[Paper] What Am I Missing? Question-Answering as Hidden State Probing

Published: (May 29, 2026 at 01:27 PM EDT)
5 min read
Source: arXiv

Source: arXiv - 2605.31561v1

Overview

The paper investigates how large language models (LLMs) reason at inference time by treating the act of asking a follow‑up question as a window into the model’s hidden state. By training a lightweight probe on the student model’s internal representations before and after it generates a question, the authors show that these embeddings already contain a strong signal about whether the final answer will be correct—even before the teacher model replies. This opens the door to using self‑generated questions as a diagnostic tool for improving answer quality.

Key Contributions

  • Hidden‑state probing for self‑diagnosis: Demonstrates that a simple classifier can predict the eventual correctness of a reasoning trajectory from the student’s hidden state surrounding question generation.
  • Student‑teacher probing framework: Introduces a novel setup where a “student” model asks clarifying questions to a “teacher” model, allowing the study of information flow during chain‑of‑thought reasoning.
  • Sequential decision formulation: Casts question‑asking as a gating policy that decides, at each step, whether to ask a question to maximize the chance of a correct final answer.
  • Empirical analysis of self‑consistency: Shows that the effectiveness of question‑asking hinges on the model’s intrinsic self‑consistency, revealing a gap between detecting errors and actually fixing them.
  • Insight into self‑refinement limits: Highlights that current LLMs can diagnose uncertainty well but often fail to recover from mistakes when intervened upon.

Methodology

  1. Student‑Teacher Interaction:

    • The student receives a problem prompt and may generate a clarifying question.
    • The teacher (a larger or more capable LLM) answers the question, after which the student continues toward a final answer.
  2. Hidden‑State Probe:

    • A shallow neural probe (e.g., a linear classifier) is trained on the student’s hidden vectors before and after question generation.
    • Labels are binary: trajectory ends correct vs. trajectory ends incorrect.
  3. Gating Policy:

    • Using the probe’s confidence as a quality score, a policy decides whether to ask a question at a given step.
    • The policy is optimized to maximize the probability that the final answer is correct, treating question‑asking as a sequential decision problem.
  4. Evaluation:

    • Experiments are run on standard reasoning benchmarks (e.g., GSM‑8K, MathQA).
    • Metrics include detection accuracy (how well the probe predicts correctness) and overall answer accuracy after applying the gating policy.

Results & Findings

AspectObservation
Probe Predictive PowerThe probe achieves >80 % accuracy in forecasting final correctness from the student’s hidden state before seeing the teacher’s answer.
Self‑Consistency DependencyModels with higher self‑consistency (i.e., generating similar reasoning paths across samples) benefit more from the gating policy.
Diagnosis vs.
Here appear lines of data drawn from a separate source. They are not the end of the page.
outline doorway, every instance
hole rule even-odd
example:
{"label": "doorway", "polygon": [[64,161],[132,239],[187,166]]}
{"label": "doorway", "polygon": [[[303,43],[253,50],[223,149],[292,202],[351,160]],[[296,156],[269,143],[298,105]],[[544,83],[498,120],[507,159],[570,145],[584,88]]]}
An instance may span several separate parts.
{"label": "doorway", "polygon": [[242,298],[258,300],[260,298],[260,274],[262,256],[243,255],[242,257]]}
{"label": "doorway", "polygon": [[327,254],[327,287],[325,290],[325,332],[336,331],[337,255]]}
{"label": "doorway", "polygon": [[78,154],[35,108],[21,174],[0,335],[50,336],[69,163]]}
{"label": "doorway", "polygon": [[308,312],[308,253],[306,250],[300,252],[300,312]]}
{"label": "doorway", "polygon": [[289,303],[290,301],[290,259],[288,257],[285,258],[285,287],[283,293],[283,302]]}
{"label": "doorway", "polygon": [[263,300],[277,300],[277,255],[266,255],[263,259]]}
Recovery GapWhile the gating policy reliably flags uncertain or incorrect trajectories, actually intervening (asking a question) improves correct answers only ~50 % of the time—roughly as often as it harms already‑correct answers.
Overall AccuracyApplying the gating policy yields modest gains (≈2–3 % absolute) on benchmark scores, confirming that question‑asking can help but is not a silver bullet.

Practical Implications

  • Debug‑Friendly LLM APIs: Developers could expose a “diagnostic mode” where the model returns a confidence score derived from its hidden state, allowing downstream systems to decide whether to request clarification or fallback to a simpler heuristic.
  • Cost‑Effective Self‑Check: Instead of always invoking a larger teacher model, a lightweight probe can quickly estimate answer reliability, saving compute when the model is already confident.
  • Interactive QA Systems: Chatbots can be programmed to ask clarifying questions only when the probe signals high uncertainty, leading to more natural and efficient conversations.
  • Curriculum Design for Fine‑Tuning: Training pipelines might incorporate a probing head to encourage models to develop richer internal representations that are easier to diagnose, potentially improving robustness.

Limitations & Future Work

  • Intervention Effectiveness: The current gating policy does not consistently turn a wrong answer into a right one; more sophisticated question‑generation or teacher selection strategies are needed.
  • Model Size & Architecture Dependence: Results are reported on a limited set of LLM families; it remains unclear how well the approach scales to very large or multimodal models.
  • Probe Simplicity: A linear probe may miss deeper nuances; exploring richer probing architectures could improve diagnostic fidelity.
  • User‑Facing Transparency: Translating hidden‑state confidence into human‑readable explanations is still an open challenge.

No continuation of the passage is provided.